Clinical Activity of Anti-HER2-Antibody Drug Conjugates in HER2-Mutated Metastatic Cancer Patients


  • Albert J. (AJ) Brougham Indiana University School of Medicine
  • Jeffrey Solzak Department of Surgery, Indiana University School of Medicine
  • Milan Radovich Department of Surgery, Indiana University School of Medicine; Indiana University Health Precision Genomics Program



Background/Objective: Antibody drug conjugates (ADCs) deliver potent cytotoxic therapy in a highly targeted manner by binding cancer-specific cell surface antigens. HER2 is a receptor tyrosine kinase that is commonly amplified in breast and gastric cancers, but more recently has been shown to harbor gain-of-function activating mutations in several cancer types. Recent observations have suggested that HER2-ADCs may be viable therapies for patients that harbor these activating mutations. This research retrospectively explores the efficacy of HER2-ADCs in metastatic cancer patients in a real-world setting.

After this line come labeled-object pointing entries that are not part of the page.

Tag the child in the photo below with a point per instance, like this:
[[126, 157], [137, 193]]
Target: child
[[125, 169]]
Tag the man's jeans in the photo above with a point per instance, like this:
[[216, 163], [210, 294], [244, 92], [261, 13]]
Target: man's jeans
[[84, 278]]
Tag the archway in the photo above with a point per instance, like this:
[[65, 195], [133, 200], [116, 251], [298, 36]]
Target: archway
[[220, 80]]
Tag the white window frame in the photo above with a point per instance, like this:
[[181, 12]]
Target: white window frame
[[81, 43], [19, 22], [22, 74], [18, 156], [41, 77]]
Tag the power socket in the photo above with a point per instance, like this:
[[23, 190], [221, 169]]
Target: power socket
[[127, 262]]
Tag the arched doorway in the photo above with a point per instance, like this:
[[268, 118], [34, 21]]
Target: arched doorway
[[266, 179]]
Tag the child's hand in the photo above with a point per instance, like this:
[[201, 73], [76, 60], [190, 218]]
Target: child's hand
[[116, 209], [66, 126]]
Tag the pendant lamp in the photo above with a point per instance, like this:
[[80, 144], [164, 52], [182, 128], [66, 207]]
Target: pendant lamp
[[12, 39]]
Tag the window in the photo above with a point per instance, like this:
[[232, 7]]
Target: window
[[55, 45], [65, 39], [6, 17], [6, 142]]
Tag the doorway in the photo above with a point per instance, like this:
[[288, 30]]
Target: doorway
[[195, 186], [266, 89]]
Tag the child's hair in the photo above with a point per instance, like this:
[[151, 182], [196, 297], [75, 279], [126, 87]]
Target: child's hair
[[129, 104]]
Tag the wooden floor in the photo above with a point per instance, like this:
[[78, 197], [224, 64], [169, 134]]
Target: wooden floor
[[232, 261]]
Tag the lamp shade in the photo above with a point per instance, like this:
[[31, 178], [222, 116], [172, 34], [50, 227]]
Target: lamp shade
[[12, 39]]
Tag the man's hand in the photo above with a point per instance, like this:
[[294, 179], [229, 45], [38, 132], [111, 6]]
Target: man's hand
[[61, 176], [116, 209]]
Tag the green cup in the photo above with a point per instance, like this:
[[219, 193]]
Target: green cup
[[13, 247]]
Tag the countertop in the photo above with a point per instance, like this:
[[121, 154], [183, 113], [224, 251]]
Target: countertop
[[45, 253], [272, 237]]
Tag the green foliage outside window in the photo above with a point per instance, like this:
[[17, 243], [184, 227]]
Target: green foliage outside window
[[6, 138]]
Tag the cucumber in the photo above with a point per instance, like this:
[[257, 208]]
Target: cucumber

Methods: Patient information was gathered from the Precision Genomics program at IU Health, narrowed for specific mutation criteria (HER2 pathogenic mutation), cross referenced with OncoKB to legitimize oncogenicity, and selected for patients prescribed HER2-ADCs. For these patients, pre-treatment and mid-treatment CT-scans were analyzed following RECIST protocols. The primary outcomes were overall response rate (ORR), clinical benefit rate (CBR), and progression free survival (PFS). Secondary outcomes were to tabulate the frequency and clinical characteristics of HER2-mutated tumors.

Results: Out of 517 patients with somatic HER2 mutations, 60 patients had a pathogenic HER2 mutation. Of these 60 patients, the most common tumor types were 26.67% Breast and 11.67% Bladder/Urothelial. 11 of 60 patients were prescribed a HER2-ADC (Trastuzumab Emtansine = 10, Trastuzumab Deruxtecan = 1). 8 of 11 patients were evaluable for response with RECIST criteria with 1 patient having a partial response, 4 patients having stable disease and 3 patients having progressive disease. ORR=13%, CBR=63%, Median PFS = 2.77 months (95% CI: 2.15-3.39 months).

Conclusion/Implications: To our knowledge, this is the first report of HER2-ADCs demonstrating clinical activity in HER2-mutated cancers across tumor types. Further clinical trials are ongoing that will validate these initial findings.